In terms of local politics, those who can locally marshall oil resources and assure access to them by the superpower(s) will ultimately achieve power. In nations ringing the Caspian basin, that means the tyrant of Uzbekistan and Afghanistan’s Northern Alliance will cling to power more thoroughly than any true democratically elected leaders who might play oil concerns off of competing bidders. In Iran, it means that regardless of the political or ideological stripe of the leadership, the oil will flow; threaten the oil and lose power. Saddam’s true crime was not his tyrrany over his people or his brutal war against Iran. It was that he threatened the oil of Kuwait and was starting to leverage access to his own Iraqi oil for political influence.

In Canada, the latter half of the 20th century saw a growing tension between two opposing factions. No, not between English and French Canadians –that one is a non-issue artificially inflated by politicians and media; the Anglo-French conflict is a hold-over from past centuries. The true tension in Canada is between East and West. For decades, Ontario has held on to power because it is the heart of this nation’s financial, and thus economic, machine. Ontario further benefits from strong national resources, and a history of both foreign investment and foreign presence.

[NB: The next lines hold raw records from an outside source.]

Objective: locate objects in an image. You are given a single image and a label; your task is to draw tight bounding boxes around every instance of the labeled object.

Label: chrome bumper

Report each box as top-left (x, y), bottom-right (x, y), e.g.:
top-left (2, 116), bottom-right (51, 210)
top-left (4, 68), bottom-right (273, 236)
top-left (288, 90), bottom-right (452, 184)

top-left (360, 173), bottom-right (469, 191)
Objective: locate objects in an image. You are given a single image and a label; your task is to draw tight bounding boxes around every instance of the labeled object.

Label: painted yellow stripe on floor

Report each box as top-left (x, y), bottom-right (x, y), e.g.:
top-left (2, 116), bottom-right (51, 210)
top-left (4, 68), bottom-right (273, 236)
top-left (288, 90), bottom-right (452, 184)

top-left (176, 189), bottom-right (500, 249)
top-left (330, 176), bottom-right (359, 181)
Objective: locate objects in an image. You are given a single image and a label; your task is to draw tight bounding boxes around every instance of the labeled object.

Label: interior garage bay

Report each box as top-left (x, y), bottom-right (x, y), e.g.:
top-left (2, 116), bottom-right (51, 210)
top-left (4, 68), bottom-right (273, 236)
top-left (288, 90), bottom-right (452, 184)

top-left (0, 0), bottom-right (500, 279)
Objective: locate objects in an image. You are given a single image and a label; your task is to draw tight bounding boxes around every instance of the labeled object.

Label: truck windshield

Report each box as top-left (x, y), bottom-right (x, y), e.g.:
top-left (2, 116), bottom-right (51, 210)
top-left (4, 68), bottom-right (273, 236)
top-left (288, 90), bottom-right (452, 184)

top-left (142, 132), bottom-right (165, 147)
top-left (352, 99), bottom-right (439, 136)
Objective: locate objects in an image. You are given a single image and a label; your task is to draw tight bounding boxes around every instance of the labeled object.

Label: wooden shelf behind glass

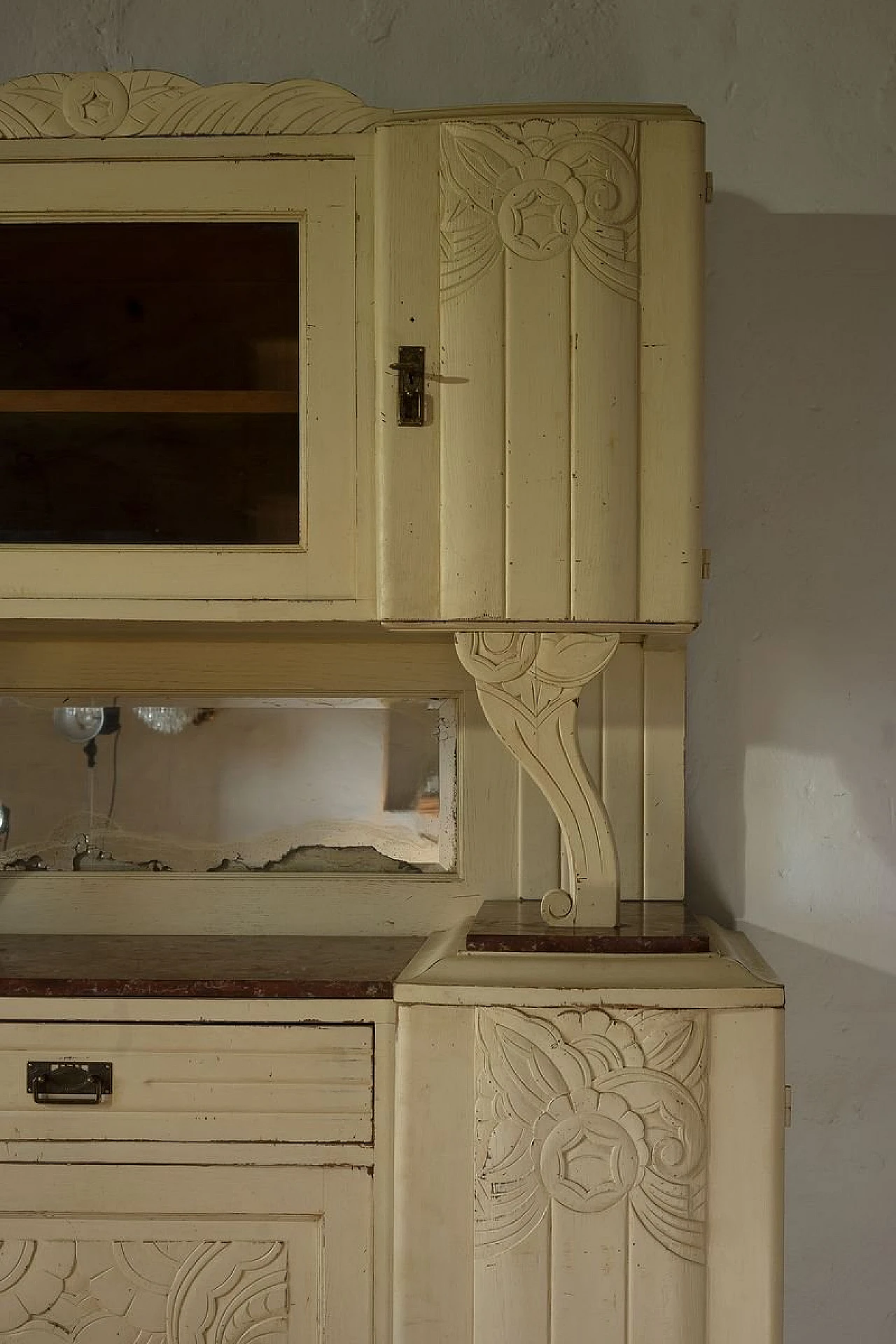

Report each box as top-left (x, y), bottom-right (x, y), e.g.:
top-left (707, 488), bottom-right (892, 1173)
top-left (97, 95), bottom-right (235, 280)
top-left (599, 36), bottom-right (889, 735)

top-left (0, 387), bottom-right (298, 415)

But the West has oil. (The Alberta tar sands hold enough oil to fuel the West into the next century, assuming the oil can be accessed cheaply.) And Conservative politics is a child of the West. Inevitably, the winds of global change had to shift local Canadian power to Alberta. In the short term, power may fluctuate between these two poles, but over the next few decades, unless an energy revolution is realized, the Canadian voice will inexorably inch Westward.

The one confounding element in this global view of history is that damned democracy thing.
True democracy (a rare thing, and I’m not sure we have it) allows an electorate to advance agendas independent of the global mean. But ultimately, even the averaged voice of the electorate will respond to the energy needs of civilization.

He who controls access to the power, truly has power.